We’ve had confessions of bribed judges and allegations of ghostwritten judgments, so why not a sex scandal and suggestions of blackmail? Chevron’s civil-racketeering suit seeking to invalidate a multibillion-dollar pollution verdict in Ecuador took a decisive turn yesterday toward R-rated soap opera.
The melodrama is unfolding in an extraordinary legal action Chevron has filed in federal court in New York against Steven Donziger, the flamboyant plaintiffs’ attorney who engineered the huge judgment against the oil company in Ecuador in February 2011. Initially, a trial judge assessed Chevron’s liability for contamination of the rain forest at about $9 billion. When the company refused to apologize for its conduct, the Ecuadorian judge doubled the amount as a form of punishment. Chevron appealed in Ecuador, and earlier this week that country’s Supreme Court upheld the liability finding but roughly halved the damage award to about $9.5 billion.
All along, the San Ramon (Calif.)-based oil producer has vowed it would never pay anything. Chevron contends that the trial was a sham tainted by fabricated evidence, bribery, and coercion. The civil-racketeering suit against Donziger is designed to discredit him and make it impossible for the lawyer and his clients—thousands of poor rain-forest residents—to enforce the Ecuadorian judgment in any other countries.
Donziger has denied wrongdoing. He has argued that what may appear to be unconventional legal tactics in Ecuador were permissible under that country’s court rules and more flexible notion of conflict of interest. The Ecuadorian government of President Rafael Correa has endorsed the verdict against Chevron and demanded that the oil company pay up.
Lawyers representing Donziger have tried to turn the tables one more time, putting on witnesses to explain how and why the plaintiffs’ attorney pressed his long-running suit against Chevron in Ecuador. Alejandro Ponce Villacris, an Ecuadorian lawyer who worked with Donziger from mid-2005 through late 2008, took the stand to testify that Donziger did not violate Ecuadorian legal regulations. On cross-examination by Chevron’s attorneys, however, Ponce conceded that members of the plaintiffs’ legal team in Ecuador discussed a “sex scandal” concerning one of the six judges who, at various times from 2003 through 2011, presided over the Ecuadorian trial. When asked whether the plaintiffs, as a way of gaining courtroom leverage, threatened the Ecuadorian judge in 2006 with the filing of a public complaint about the sex scandal, Ponce said, “I don’t recall that.” Pressed on the point, he said repeatedly: “Not that I can recall.”

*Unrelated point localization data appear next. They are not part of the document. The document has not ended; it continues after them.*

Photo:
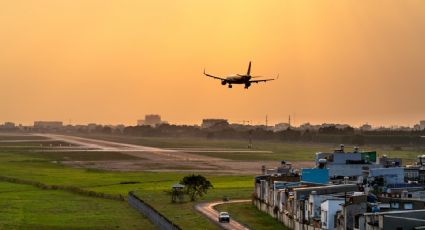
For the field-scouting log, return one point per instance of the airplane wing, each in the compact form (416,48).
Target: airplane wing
(209,75)
(262,80)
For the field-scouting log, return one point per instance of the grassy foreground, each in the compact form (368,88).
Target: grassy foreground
(58,207)
(26,207)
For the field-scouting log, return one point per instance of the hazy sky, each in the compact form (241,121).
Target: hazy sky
(114,61)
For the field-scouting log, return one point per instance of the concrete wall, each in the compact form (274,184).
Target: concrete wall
(286,219)
(153,215)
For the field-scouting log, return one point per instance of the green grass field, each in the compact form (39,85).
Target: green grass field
(250,216)
(19,203)
(27,207)
(150,186)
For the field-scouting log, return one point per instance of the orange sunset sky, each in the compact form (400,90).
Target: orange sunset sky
(114,61)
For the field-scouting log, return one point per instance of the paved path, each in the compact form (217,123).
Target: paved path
(208,210)
(157,159)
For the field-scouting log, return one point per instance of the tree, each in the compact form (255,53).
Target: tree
(196,185)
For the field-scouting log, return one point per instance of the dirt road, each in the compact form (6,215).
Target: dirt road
(208,210)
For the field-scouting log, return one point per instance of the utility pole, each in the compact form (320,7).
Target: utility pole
(289,121)
(267,121)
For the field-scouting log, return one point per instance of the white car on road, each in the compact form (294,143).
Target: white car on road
(223,217)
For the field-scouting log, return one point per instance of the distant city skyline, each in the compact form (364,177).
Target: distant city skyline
(114,61)
(271,122)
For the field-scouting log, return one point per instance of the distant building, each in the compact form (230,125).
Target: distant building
(9,125)
(281,127)
(366,127)
(48,124)
(214,123)
(422,124)
(150,119)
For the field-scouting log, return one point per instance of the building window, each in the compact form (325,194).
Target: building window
(394,205)
(408,206)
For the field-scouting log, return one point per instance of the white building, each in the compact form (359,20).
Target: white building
(329,208)
(422,124)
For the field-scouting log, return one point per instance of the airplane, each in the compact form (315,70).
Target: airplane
(240,78)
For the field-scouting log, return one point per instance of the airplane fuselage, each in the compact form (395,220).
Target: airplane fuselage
(237,79)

Eventually, U.S. District Judge Lewis Kaplan, who is hearing the racketeering case without a jury, intervened. As for the plaintiffs threatening the Ecuadorian judge with disclosure of alleged sexual improprieties as a way of getting him to rule in their favor, Kaplan declared: “I think, actually, it’s undisputed that occurred.” Kaplan’s definitive statement that Donziger’s team had engaged in what amounted to a form of blackmail appeared to startle a number of people in the packed Manhattan courtroom.
Kaplan did not explain himself, and the testimony continued with Ponce professing a hazy memory on many critical issues. To what, then, was Kaplan referring? Here’s the likely answer:
By means of its civil-racketeering suit, Chevron has obtained from Donziger voluminous notes that the New York-based plaintiffs’ attorney kept about his adventures in Ecuador. This quasi-diary, in which Donziger muses about his methods and his ambitions—often in brutally frank terms—has become part of the court record. So have numerous e-mails Donziger exchanged with his colleagues. Kaplan has demonstrated in his pretrial rulings and comments from the bench that he’s intimately familiar with the record. The Donziger diary and e-mails contain references to the plaintiffs’ legal team drafting a formal complaint in 2006 accusing the Ecuadorian judge at that time of sexually harassing women at the courthouse in Lago Agrio, an oil town in the rain forest. According to these once-private communications, Donziger’s team quietly informed the judge that if he did not make a crucial procedural ruling the plaintiffs were seeking, the harassment complaint would be filed.
“Pablo met with the judge today,” Donziger wrote in an e-mail he sent on July 26, 2006, to another attorney in the U.S. “The judge, who is on his heels from the charges of trading jobs for sex in the court, said he is going to accept our request to withdraw the rest of the inspections.” The Ecuadorian judge “wants to forestall the filing of a complaint against him by us, which we have prepared but not yet filed,” Donziger added.
There might be an innocent explanation for this episode, although it’s hard to imagine what it would be. Judge Kaplan does not seem to be in much doubt as to what transpired.
Donziger is expected to take the stand as early as Monday, and he will surely be asked about this matter, among many others. His answers will help determine the outcome of this most unusual case.